Meja 2: Skrining Kesehatan
- Petugas melakukan anamnesa untuk mengevaluasi kondisi kesehatan penerima vaksin serta kemungkinan adanya komorbid.
- Pemeriksaan fisik sederhana dilakukan, termasuk pengukuran suhu tubuh dan tekanan darah.
- Data skrining langsung diinput ke dalam aplikasi Pcare Vaksinasi.
- Berdasarkan hasil skrining, penerima vaksin dapat dinyatakan layak divaksinasi, ditunda, atau tidak layak untuk divaksin.
Meja 3: Pemberian Vaksin
- Setelah dinyatakan sehat, penerima vaksin akan disuntik vaksin oleh vaksinator terlatih.
- Petugas mencatat informasi penerima dan vaksin yang diberikan pada memo untuk diserahkan ke meja berikutnya.

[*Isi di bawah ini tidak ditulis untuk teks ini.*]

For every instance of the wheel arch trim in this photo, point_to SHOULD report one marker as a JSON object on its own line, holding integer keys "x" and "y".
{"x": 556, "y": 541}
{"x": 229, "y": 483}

- Penerima vaksin diminta untuk menunggu selama 30 menit untuk observasi pasca vaksinasi.
Meja 4: Observasi dan Pemberian Kartu Vaksinasi
- Petugas menerima memo dari meja sebelumnya dan mencatat hasil vaksinasi dalam aplikasi Pcare Vaksinasi.
- Jika tidak memungkinkan untuk input data secara langsung, pencatatan dilakukan secara manual untuk diinput kemudian.
- Penerima vaksin akan diberikan kartu vaksinasi sebagai bukti bahwa mereka telah divaksin.
- Selama 30 menit di ruang observasi, penerima vaksin akan mendapatkan penyuluhan mengenai pencegahan COVID-19.
Dengan mengikuti prosedur ini, diharapkan pelaksanaan vaksinasi COVID-19 dapat berjalan dengan aman dan efektif, serta memberikan perlindungan kepada masyarakat dari pandemi yang sedang berlangsung.